I believe in a culture that respects women and protects children, that celebrates ideas and cherishes liberty, that not only tolerates but vigorously defends free expression.

I believe in a world where 10 billion people can be fed on less land than we currently use for 7, through new advances in fertilizer, irrigation, storage, and genetics.

I believe in a world where wildlife and natural habitat can be conserved and even expanded.

I believe in a world where emerging technologies can meet the challenges of climate change without halting economic growth.

I believe in a world where water is clean, healthy, and abundant.

I believe in a world where we can reduce or exterminate mankind’s worst enemies through the single greatest medical innovation in history: vaccination.
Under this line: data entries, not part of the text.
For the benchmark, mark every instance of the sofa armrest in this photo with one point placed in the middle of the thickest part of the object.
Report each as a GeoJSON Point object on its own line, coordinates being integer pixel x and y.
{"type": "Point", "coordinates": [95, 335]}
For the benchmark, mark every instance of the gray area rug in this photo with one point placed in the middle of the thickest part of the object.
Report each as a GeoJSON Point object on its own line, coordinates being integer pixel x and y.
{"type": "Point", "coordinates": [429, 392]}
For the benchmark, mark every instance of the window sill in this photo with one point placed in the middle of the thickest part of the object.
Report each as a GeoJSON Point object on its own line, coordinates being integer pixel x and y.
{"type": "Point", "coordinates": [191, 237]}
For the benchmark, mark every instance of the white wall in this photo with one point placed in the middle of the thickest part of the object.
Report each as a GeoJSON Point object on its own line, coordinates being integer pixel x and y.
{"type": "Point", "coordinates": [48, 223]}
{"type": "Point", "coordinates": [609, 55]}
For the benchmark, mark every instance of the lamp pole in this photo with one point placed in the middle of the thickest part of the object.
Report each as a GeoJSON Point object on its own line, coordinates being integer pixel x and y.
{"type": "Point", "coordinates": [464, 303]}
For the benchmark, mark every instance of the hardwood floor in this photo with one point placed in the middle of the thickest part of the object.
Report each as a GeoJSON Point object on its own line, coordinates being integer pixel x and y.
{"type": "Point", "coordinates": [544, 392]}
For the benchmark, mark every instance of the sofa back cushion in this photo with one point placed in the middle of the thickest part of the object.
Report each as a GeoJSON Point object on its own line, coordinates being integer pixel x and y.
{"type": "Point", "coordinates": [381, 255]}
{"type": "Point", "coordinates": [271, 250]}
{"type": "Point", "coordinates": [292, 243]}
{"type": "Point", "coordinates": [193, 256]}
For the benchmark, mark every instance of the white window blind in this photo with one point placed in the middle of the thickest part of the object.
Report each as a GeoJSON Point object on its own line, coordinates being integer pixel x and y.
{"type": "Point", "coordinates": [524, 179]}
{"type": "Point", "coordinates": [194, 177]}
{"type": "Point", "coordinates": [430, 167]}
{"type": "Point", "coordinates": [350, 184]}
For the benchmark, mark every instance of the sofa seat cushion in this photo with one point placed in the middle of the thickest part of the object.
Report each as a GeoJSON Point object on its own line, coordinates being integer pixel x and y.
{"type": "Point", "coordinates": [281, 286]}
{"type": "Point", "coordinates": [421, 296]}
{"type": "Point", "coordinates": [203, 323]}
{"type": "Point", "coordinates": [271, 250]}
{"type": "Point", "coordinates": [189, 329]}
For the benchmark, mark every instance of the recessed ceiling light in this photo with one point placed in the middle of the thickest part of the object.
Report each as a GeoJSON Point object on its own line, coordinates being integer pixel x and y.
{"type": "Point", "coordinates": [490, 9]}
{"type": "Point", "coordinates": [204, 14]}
I believe in a world where scientific discovery and economic freedom can together eradicate hunger, poverty, and disease.

I believe in a world where war, cruelty, and violence are rare and reviled.

I believe in a world where superstitions cease to divide people, where traditions no longer provide excuse for murder, where veneration does not give cover to abuse, where legend does not trump history, where delusion does not defeat medicine, where faith does not overcome fact.

I believe in a world where people turn to conversation instead of violence, to one another instead of politicians, to reason and evidence instead of myth and dogmatism.

I believe in a truly global civilization, united by trade and connected by travel, buttressed by an open-ended dialogue, sustained by humanist ethics, founded on the principles of reason, liberty, and mutual respect.

I believe in an open society, a civil society, a free society.

I believe that these things are not only good for the world, are not only possible, but are already happening. I hope, in some small way, to contribute this new world order–an order defined by its spontaneous nature, created by individuals pursuing and expressing their separate interests, together. This order evolves from bottom-up processes, and cannot be replicated by top-down hierarchies.

I believe this world is eminently worth fighting for, even if it sometimes feels like a rearguard defense. Over the long-term, we are winning this battle. But while I am rationally optimistic about our chances, victory is not inevitable. It is still possible for things to go spectacularly wrong, for the light of reason to dim or even wink out altogether in places, for the better angels of our nature to fall to the inner demons of our primate minds.